So far, we have Doug Anmuth of J.P. Morgan’s note. He rates Facebook “overweight” and gives it a year-end 2013 price target of $45. (J.P. Morgan was a co-lead on the IPO.)
He calls Facebook the “social infrastructure of the web” and lays out three key reasons to be bullish:
- Facebook ad platform growing stronger. While Street focus is likely on the shift toward mobile usage, we point out that Facebook’s advertising platform is also in the midst of an important transition—ads are becoming more social, they are more prevalent in the News Feed, and the Facebook Ad Exchange should increase advertiser demand and inventory yield.
- Early feedback on Sponsored Stories is positive. Based on our checks we are increasingly bullish on Sponsored Stories in the News Feed on both desktop and mobile. Early data suggests click-through rates and eCPMs for both are several times those of Facebook’s traditional desktop ads.
- Mobile monetization may be better than people expect. Facebook likely will continue to roll out mobile ads in a measured manner going forward, but we believe Sponsored Stories in the mobile News Feed have been turned on more in just the past few weeks and initial results appear positive. Our analysis suggests mobile could become a $300M-$500M quarterly revenue opportunity for Facebook in the next 2-4 quarters as higher pricing and visit frequency offset fewer overall impressions.

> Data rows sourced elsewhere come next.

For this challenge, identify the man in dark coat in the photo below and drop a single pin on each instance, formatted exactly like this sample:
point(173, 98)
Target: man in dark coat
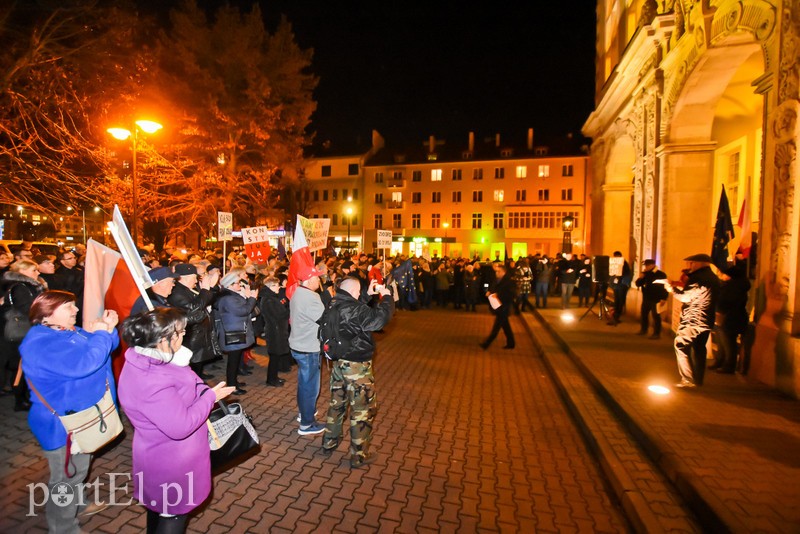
point(163, 282)
point(352, 381)
point(732, 307)
point(653, 292)
point(194, 301)
point(504, 291)
point(276, 329)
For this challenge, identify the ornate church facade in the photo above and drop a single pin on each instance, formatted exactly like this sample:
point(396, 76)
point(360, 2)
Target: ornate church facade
point(693, 96)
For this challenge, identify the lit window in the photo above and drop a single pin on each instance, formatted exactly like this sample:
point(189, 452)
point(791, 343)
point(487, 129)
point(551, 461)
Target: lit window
point(477, 221)
point(498, 221)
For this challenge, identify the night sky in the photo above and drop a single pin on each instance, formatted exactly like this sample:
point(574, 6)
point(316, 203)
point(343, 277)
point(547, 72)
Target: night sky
point(412, 69)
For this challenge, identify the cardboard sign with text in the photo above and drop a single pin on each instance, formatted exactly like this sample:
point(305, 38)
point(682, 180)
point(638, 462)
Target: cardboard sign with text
point(224, 226)
point(256, 243)
point(316, 232)
point(384, 239)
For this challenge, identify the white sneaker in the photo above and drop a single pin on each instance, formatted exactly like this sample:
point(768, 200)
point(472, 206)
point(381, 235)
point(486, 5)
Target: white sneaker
point(315, 415)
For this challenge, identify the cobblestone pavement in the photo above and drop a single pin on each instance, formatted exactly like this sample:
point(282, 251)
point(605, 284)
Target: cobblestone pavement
point(731, 447)
point(469, 440)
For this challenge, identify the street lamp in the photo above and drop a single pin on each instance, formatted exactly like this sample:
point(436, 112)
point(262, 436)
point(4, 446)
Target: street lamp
point(122, 134)
point(349, 216)
point(567, 224)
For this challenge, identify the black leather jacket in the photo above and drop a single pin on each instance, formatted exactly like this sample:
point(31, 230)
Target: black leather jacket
point(357, 321)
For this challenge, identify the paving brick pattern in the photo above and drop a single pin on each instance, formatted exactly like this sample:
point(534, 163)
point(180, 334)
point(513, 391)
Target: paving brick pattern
point(732, 446)
point(469, 441)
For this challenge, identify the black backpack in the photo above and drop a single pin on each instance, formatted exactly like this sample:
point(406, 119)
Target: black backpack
point(332, 344)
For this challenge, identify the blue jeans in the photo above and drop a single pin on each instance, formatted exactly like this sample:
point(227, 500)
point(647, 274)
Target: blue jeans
point(541, 293)
point(308, 369)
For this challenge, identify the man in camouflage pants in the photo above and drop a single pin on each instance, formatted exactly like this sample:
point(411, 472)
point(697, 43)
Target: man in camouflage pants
point(352, 381)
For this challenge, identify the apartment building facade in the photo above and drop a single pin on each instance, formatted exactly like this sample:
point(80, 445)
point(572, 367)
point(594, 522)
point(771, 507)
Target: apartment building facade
point(489, 200)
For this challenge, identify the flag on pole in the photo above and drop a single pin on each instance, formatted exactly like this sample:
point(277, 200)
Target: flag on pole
point(723, 233)
point(301, 266)
point(745, 219)
point(108, 286)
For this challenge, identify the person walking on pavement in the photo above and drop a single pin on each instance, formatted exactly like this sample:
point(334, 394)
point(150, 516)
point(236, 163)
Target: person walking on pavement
point(620, 285)
point(699, 298)
point(352, 381)
point(542, 275)
point(305, 309)
point(504, 292)
point(653, 292)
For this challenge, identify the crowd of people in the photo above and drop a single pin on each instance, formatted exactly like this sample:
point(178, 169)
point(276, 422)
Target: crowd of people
point(204, 308)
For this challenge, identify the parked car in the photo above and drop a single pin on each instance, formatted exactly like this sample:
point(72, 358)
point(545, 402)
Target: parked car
point(12, 245)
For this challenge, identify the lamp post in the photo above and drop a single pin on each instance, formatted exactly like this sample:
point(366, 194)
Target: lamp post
point(122, 134)
point(567, 224)
point(349, 216)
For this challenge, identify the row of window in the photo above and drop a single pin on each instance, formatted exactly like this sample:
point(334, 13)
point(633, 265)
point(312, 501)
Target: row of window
point(335, 219)
point(477, 196)
point(334, 195)
point(352, 170)
point(477, 173)
point(516, 219)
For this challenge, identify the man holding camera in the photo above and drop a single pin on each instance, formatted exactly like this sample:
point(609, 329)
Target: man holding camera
point(352, 381)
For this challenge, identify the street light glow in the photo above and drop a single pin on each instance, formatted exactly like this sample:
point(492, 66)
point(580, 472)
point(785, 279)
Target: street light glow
point(119, 133)
point(149, 126)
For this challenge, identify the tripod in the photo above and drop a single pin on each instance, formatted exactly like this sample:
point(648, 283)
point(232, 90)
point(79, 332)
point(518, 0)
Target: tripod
point(599, 295)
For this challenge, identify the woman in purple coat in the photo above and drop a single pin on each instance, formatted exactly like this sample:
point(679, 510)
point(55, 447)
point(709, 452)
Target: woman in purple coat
point(168, 405)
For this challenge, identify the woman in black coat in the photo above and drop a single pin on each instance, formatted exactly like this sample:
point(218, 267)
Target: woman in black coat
point(276, 330)
point(194, 302)
point(233, 311)
point(20, 286)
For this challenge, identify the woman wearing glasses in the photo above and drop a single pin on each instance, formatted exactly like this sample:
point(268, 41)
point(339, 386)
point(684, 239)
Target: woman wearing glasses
point(232, 315)
point(19, 287)
point(168, 405)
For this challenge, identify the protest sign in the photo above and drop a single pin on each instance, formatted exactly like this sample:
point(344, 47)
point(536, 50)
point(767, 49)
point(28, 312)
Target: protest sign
point(384, 239)
point(224, 226)
point(316, 232)
point(256, 243)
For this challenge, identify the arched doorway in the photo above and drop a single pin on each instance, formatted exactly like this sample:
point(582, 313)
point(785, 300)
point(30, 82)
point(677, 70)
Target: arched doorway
point(714, 138)
point(617, 193)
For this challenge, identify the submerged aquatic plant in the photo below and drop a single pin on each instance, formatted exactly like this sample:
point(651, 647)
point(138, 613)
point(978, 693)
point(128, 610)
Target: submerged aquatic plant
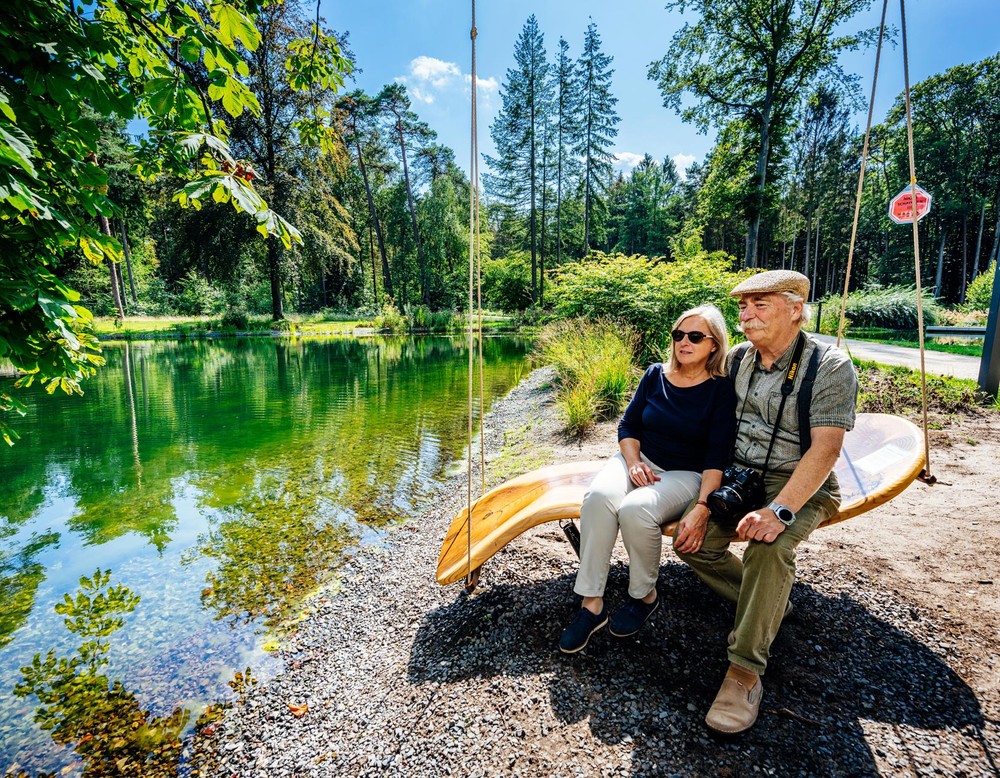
point(85, 709)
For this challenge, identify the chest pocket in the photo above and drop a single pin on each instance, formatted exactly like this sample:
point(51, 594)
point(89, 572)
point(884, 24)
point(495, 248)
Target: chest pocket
point(789, 430)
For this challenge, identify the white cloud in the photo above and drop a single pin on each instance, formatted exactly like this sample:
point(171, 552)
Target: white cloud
point(429, 77)
point(683, 162)
point(625, 161)
point(436, 71)
point(486, 86)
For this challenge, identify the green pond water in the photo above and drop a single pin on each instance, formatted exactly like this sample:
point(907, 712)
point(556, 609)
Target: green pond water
point(158, 534)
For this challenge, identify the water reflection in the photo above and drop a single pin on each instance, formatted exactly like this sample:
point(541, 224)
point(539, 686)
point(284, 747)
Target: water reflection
point(222, 481)
point(82, 708)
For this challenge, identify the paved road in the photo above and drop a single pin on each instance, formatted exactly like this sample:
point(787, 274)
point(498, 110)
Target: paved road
point(939, 362)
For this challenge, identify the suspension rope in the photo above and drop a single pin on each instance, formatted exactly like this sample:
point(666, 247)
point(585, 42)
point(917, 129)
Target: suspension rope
point(926, 474)
point(475, 275)
point(861, 177)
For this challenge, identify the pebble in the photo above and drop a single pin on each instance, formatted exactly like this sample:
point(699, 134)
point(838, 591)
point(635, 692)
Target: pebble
point(408, 678)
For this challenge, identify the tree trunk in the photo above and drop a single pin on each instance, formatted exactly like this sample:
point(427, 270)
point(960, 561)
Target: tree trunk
point(371, 253)
point(979, 243)
point(996, 234)
point(965, 256)
point(386, 275)
point(128, 263)
point(532, 180)
point(753, 227)
point(116, 294)
point(940, 270)
point(559, 204)
point(541, 242)
point(795, 236)
point(815, 274)
point(421, 262)
point(121, 286)
point(274, 272)
point(808, 252)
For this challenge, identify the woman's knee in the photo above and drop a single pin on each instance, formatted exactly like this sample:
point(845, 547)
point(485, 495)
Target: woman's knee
point(635, 517)
point(600, 502)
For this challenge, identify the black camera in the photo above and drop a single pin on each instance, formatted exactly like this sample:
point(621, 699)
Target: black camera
point(742, 491)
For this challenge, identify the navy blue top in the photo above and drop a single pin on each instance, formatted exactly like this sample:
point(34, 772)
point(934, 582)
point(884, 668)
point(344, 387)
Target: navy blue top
point(682, 428)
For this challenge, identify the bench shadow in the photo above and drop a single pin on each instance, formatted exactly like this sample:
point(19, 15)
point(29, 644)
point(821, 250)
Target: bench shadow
point(834, 665)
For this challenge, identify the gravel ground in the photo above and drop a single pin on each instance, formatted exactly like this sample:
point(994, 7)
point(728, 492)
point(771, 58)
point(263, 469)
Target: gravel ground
point(885, 668)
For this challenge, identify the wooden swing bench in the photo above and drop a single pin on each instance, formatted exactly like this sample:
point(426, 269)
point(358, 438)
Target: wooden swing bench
point(880, 457)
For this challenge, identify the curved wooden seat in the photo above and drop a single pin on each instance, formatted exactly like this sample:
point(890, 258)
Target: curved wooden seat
point(881, 456)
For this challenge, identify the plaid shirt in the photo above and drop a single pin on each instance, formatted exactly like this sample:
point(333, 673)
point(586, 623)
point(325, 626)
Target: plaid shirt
point(758, 395)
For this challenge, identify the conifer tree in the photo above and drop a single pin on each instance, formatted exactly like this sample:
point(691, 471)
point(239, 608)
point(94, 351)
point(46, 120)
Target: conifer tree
point(566, 99)
point(518, 134)
point(598, 120)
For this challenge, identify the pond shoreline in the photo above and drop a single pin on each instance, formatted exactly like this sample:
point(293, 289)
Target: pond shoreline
point(881, 670)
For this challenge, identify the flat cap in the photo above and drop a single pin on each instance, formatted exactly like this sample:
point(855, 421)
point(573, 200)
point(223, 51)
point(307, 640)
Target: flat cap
point(774, 281)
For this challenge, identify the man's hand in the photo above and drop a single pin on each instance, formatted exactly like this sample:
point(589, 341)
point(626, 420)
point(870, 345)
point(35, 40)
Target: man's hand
point(760, 525)
point(642, 474)
point(692, 529)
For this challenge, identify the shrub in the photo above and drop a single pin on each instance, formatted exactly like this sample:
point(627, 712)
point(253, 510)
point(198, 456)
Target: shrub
point(235, 319)
point(595, 369)
point(423, 319)
point(894, 307)
point(647, 294)
point(389, 319)
point(507, 281)
point(197, 297)
point(980, 291)
point(894, 389)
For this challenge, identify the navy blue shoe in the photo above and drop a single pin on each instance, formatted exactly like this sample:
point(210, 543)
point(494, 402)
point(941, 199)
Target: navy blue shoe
point(577, 634)
point(629, 618)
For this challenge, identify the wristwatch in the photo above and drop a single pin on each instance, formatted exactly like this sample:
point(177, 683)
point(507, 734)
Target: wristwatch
point(785, 515)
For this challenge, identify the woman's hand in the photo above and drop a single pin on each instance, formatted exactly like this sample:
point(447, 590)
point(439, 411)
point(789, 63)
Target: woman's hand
point(692, 529)
point(642, 474)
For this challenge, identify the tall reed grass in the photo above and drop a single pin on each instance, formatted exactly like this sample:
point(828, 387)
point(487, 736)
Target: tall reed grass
point(595, 367)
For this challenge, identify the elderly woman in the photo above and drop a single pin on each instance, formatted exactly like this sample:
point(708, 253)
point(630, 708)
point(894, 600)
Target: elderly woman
point(675, 439)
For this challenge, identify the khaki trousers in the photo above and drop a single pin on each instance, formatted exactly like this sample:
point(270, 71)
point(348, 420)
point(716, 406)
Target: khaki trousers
point(761, 583)
point(614, 503)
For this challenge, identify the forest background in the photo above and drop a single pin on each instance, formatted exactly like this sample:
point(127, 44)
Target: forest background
point(310, 195)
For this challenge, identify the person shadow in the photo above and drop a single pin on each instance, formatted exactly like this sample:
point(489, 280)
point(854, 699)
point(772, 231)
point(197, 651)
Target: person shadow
point(837, 672)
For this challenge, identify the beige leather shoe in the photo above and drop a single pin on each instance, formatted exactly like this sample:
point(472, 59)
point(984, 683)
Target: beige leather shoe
point(735, 707)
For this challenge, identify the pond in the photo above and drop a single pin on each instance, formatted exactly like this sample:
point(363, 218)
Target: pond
point(158, 534)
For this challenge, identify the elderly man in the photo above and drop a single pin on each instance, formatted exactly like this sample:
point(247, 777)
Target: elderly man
point(801, 489)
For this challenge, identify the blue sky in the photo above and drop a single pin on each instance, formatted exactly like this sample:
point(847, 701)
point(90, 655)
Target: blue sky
point(425, 44)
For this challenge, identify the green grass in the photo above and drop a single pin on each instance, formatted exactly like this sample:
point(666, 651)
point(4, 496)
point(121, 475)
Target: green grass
point(139, 326)
point(517, 455)
point(971, 349)
point(595, 367)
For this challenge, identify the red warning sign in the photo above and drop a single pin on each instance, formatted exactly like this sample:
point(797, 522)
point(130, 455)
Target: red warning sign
point(901, 206)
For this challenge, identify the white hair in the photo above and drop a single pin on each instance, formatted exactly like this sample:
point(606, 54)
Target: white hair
point(791, 298)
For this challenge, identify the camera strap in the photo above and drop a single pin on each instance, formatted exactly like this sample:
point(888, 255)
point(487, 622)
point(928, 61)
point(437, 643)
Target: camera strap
point(786, 389)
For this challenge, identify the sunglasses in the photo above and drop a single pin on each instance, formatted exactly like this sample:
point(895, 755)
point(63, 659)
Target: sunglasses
point(694, 336)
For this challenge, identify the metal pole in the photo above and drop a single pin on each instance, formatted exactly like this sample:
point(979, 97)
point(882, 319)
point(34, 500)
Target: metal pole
point(989, 367)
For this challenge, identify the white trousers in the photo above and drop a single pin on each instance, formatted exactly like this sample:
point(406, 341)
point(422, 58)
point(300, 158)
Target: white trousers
point(614, 503)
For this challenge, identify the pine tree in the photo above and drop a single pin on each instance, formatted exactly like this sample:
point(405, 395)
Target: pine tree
point(406, 126)
point(598, 120)
point(567, 127)
point(518, 135)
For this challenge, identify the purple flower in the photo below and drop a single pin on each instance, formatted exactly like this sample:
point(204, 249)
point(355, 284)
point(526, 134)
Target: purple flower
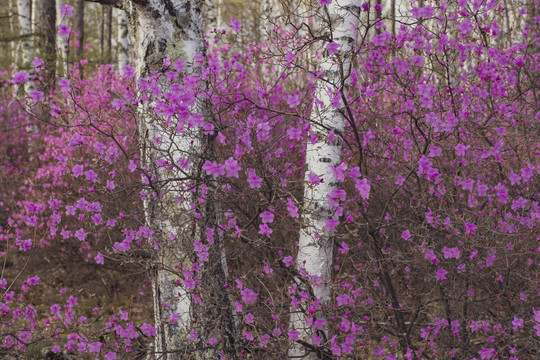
point(267, 217)
point(332, 48)
point(148, 330)
point(470, 228)
point(80, 234)
point(235, 25)
point(64, 30)
point(231, 167)
point(288, 261)
point(99, 259)
point(66, 11)
point(253, 180)
point(406, 235)
point(20, 77)
point(248, 296)
point(37, 96)
point(331, 224)
point(441, 275)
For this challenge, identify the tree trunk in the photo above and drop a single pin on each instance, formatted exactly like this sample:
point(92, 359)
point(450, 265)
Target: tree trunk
point(12, 44)
point(177, 32)
point(62, 65)
point(26, 47)
point(107, 29)
point(316, 240)
point(49, 32)
point(79, 28)
point(123, 38)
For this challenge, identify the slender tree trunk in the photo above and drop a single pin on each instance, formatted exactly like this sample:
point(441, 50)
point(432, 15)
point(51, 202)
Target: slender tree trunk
point(12, 44)
point(107, 29)
point(176, 32)
point(79, 28)
point(102, 32)
point(62, 66)
point(316, 240)
point(393, 16)
point(123, 38)
point(26, 46)
point(49, 32)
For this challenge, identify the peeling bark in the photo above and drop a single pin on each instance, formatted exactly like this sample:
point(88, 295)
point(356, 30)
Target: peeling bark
point(79, 28)
point(62, 65)
point(316, 242)
point(26, 46)
point(174, 29)
point(123, 38)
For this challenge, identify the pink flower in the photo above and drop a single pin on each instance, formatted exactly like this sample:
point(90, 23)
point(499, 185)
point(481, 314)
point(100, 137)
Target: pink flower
point(517, 323)
point(331, 224)
point(64, 85)
point(441, 275)
point(37, 63)
point(64, 30)
point(148, 329)
point(406, 235)
point(235, 25)
point(248, 296)
point(332, 48)
point(363, 187)
point(110, 355)
point(66, 11)
point(249, 318)
point(267, 217)
point(265, 230)
point(91, 175)
point(313, 178)
point(293, 100)
point(470, 228)
point(78, 170)
point(20, 77)
point(80, 234)
point(231, 167)
point(292, 209)
point(288, 261)
point(99, 259)
point(37, 96)
point(449, 253)
point(95, 347)
point(486, 354)
point(213, 169)
point(253, 180)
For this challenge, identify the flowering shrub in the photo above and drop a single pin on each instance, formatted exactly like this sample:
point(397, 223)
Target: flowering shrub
point(434, 217)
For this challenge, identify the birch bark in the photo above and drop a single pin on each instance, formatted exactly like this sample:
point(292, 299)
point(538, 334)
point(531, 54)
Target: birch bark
point(79, 28)
point(62, 65)
point(316, 241)
point(123, 38)
point(25, 49)
point(174, 29)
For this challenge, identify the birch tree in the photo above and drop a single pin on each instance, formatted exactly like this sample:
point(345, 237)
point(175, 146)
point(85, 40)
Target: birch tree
point(327, 122)
point(123, 38)
point(79, 28)
point(62, 65)
point(174, 30)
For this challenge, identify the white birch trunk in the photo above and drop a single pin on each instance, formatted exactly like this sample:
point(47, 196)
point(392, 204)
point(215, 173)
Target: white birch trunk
point(316, 242)
point(176, 31)
point(123, 38)
point(26, 46)
point(62, 66)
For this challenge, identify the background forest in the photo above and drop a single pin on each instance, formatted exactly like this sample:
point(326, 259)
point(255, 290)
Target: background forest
point(292, 179)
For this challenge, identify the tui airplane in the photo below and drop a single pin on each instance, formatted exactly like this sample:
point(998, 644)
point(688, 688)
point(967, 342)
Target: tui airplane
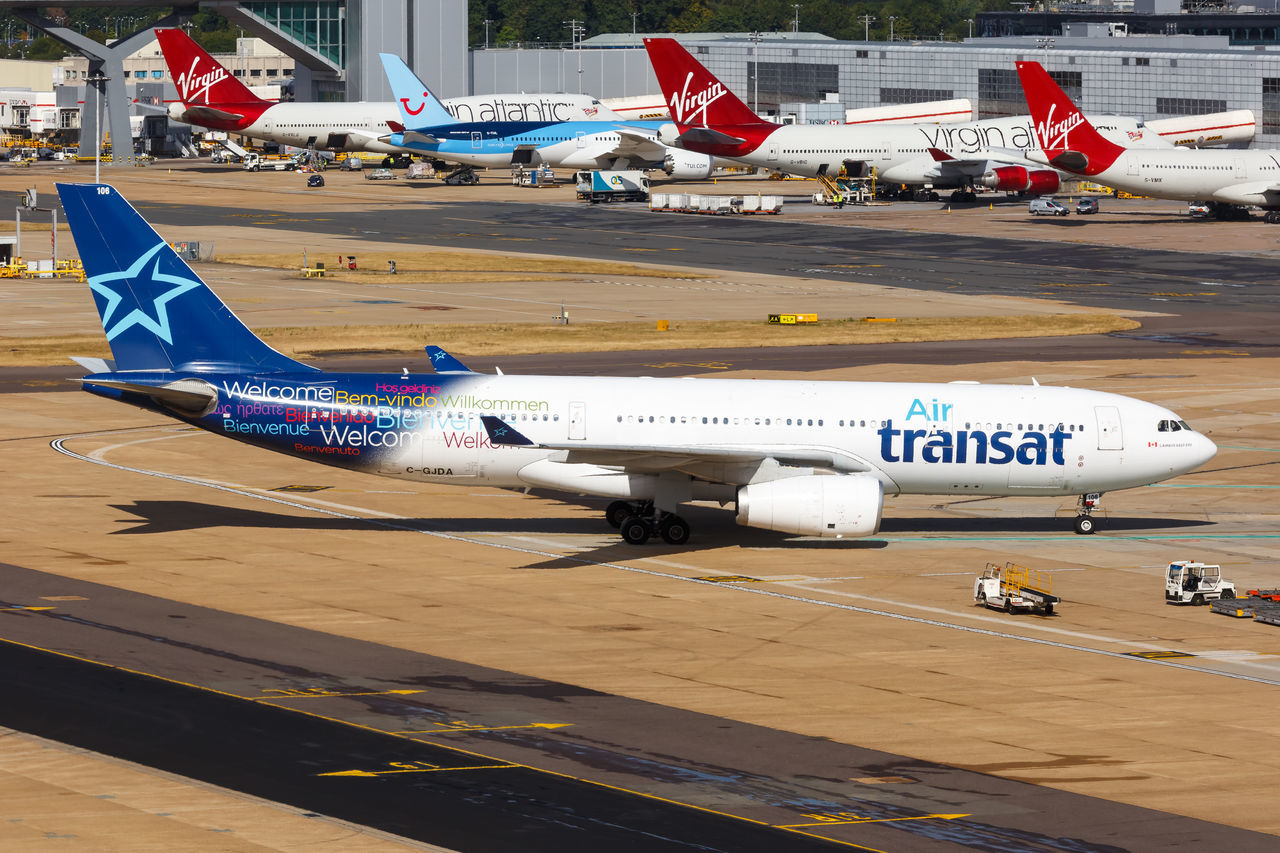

As for the nitty gritty details on what Anmuth expects from the business:
- We expect growth to trough in 2Q and reaccelerate in 2H12 and into 2013. We project 2Q12 revenue of $1.1B (+24% Y/Y) and EBITDA of $587M (+6%, 53.1% margin), but we expect revenue to reaccelerate and margins to expand modestly Q/Q in the back half driven largely by continued solid user growth and newer ad formats. We project 2012-2015 three-year CAGRs of 33% for revenue and 35% for EBITDA.
- Overweight rating and $45 PT. Our year-end 2013 price target of $45 is based on an average of two methodologies: 1) 17x 2014E EBITDA of $5.0B which yields $39; and 2) our DCF analysis utilising a 3% terminal growth rate and an 11% WACC which yields $51.